Credit Card Guide

What is an Average Daily Balance?

20 April 2011 by CreditCardsCo™

There are many methods by which credit card companies try to assess the finance charges on your account. One of these methods is known as the "average daily balance," which takes into account the total amount of money charged to your credit card on any given day that your account remains open.

The "average daily balance" is a term that represents an average day in the life of your credit card. Credit card companies use this determination in order to figure out what your finance charge should be by taking into account what your balance is on any given day within a specific period of time.

You already know that your new credit card will charge you a variety of interest charges and fees; how else will credit card companies stay in business? You may not know, however, how they determine what your finance charges could be.

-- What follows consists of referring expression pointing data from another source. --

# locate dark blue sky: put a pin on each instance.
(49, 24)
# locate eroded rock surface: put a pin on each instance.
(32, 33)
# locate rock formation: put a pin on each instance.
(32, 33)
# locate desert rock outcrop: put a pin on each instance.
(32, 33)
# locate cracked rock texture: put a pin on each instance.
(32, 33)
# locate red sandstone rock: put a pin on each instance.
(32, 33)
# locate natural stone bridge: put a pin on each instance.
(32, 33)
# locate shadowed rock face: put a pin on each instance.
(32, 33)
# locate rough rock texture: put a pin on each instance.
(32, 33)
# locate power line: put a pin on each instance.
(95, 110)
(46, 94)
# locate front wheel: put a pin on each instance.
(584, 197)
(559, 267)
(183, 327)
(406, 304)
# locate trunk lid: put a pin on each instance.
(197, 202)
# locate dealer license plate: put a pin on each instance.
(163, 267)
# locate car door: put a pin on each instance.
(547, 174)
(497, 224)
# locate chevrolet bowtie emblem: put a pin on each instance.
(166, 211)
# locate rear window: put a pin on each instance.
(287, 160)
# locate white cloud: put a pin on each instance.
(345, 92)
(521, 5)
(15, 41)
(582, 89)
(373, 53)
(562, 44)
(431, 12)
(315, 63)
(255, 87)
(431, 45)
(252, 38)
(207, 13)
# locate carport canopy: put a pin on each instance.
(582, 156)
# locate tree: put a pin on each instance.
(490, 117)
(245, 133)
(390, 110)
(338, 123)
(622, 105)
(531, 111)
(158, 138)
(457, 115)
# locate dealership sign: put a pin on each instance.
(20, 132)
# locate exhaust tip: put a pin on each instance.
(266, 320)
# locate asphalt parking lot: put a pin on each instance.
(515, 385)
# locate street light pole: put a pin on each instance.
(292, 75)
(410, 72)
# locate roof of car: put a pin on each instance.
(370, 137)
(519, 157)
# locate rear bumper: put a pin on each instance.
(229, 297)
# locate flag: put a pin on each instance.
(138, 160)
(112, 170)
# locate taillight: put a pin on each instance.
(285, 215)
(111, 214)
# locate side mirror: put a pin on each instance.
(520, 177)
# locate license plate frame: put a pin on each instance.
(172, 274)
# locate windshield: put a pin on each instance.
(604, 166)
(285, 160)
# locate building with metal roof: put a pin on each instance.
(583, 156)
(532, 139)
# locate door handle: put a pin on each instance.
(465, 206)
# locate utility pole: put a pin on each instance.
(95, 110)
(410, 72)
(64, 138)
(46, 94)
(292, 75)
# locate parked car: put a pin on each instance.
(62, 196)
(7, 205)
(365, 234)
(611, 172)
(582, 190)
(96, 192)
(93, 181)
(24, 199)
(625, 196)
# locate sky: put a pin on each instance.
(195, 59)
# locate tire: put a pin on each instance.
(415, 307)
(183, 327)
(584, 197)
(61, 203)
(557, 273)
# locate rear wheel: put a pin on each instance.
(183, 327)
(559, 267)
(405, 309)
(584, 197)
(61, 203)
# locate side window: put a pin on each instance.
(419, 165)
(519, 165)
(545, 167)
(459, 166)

Determining which credit card is right for you is not as easy as comparing the interest rates they charge. What you really need to look at is how a particularly credit card company determines what your rate is. Interest, or finance charges, is, of course, how credit card companies make money, but there is more than one way to assess what these charges will be. The most common one is known as the "average daily balance," which takes into account how much credit you charge to your card every single day for the entire duration of a billing cycle.

Average Daily Balance

The "average daily balance" system looks at your account activity over a period of time. While your contract might list a particular APR, your credit card company is not going to wait until the end of your contract year to charge you interest. Instead, they charge you daily by figuring out what the average balance of your account is every single day. This allows them to assess your finance charges according to every purchase you make as opposed to how much is left at the end of the month or year.

How It Works

In order to appreciate why this is the most common formula, you need to understand how it works. Basically, your credit card company will use several variables to determine how to calculate your finance charges:

  • The beginning of your billing cycle
  • The balance at the beginning of the cycle
  • The balance at the end of the billing cycle
  • The number of days spent at each new balance (after debits and credits)
  • The number of days in the billing cycle

For example: For the first half of the month your balance is $500, but then on the 16th of the month you make another $500 purchase the "average daily balance" formula would be ($500 x 15 days) + ($1000 x 16 days) = 23500 / 31 days = $758 average daily balance.

Your credit card company will take this average daily balance amount and leverage it against your annual percentage rate in order to determine your interest, which is then assessed to you on your statement.

In Summation

Basically, when using the average daily balance formula, the more time your account spends with high balance, the greater the finance charge is assessed. This is why financial consultants and planners will tell you that it is important to pay off your credit cards monthly, or at least try to pay your newest charges off as quickly as possible.


The average daily balance is the most common formula used to calculate credit card finance charges, and for good reason: it is perhaps the most accurate way to determine the behavior of a credit user during any given period of time.